Here’s how readers responded to a You Make the Call question about management of a patient with T-cell large granular lymphocytic leukemia.
Disclaimer: ASH does not recommend or endorse any specific tests, physicians, products, procedures, or opinions, and disclaims any representation, warranty, or guaranty as to the same. Reliance on any information provided in this article is solely at your own risk.
If the assay is available, studying erythroid blast forming units (BFU-E) in the presence/absence of patient T cells can be very useful to ensure that the hypoproliferative anemia is due to the T-cell subset. If this remains the case, a trial of cyclosporine is OK, but if the patient is robust, one could consider rabbit antithymocyte globulin and cyclosporine.

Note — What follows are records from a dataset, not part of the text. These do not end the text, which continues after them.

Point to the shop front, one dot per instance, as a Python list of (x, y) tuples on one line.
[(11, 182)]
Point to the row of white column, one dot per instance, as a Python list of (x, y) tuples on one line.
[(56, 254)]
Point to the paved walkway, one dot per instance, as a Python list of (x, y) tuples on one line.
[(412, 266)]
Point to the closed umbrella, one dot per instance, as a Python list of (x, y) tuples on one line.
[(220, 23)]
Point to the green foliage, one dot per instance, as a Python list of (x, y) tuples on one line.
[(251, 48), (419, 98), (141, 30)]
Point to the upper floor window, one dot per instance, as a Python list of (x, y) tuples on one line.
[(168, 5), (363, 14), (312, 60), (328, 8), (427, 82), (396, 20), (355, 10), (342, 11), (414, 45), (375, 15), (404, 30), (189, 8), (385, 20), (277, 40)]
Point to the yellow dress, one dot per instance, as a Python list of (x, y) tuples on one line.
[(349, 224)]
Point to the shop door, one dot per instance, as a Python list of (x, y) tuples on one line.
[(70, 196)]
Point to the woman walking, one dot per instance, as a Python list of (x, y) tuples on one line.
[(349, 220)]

If the T-cell depletion does not lead to robust BFU-E, next-generation sequencing should be performed to look for evidence of a myelodysplastic syndromes (MDS)–related clonal abnormality (this should have already been done). If they one is present, then an MDS-oriented therapeutic strategy may be warranted.
Steven Gore, MD
As the patient is asymptomatic, I would not treat until she has had at least one admission with febrile neutropenia. I have not had success with methotrexate in this setting. If she requires intervention, I would give her two to four cycles of bendamustine plus rituximab, as tolerated and depending on response.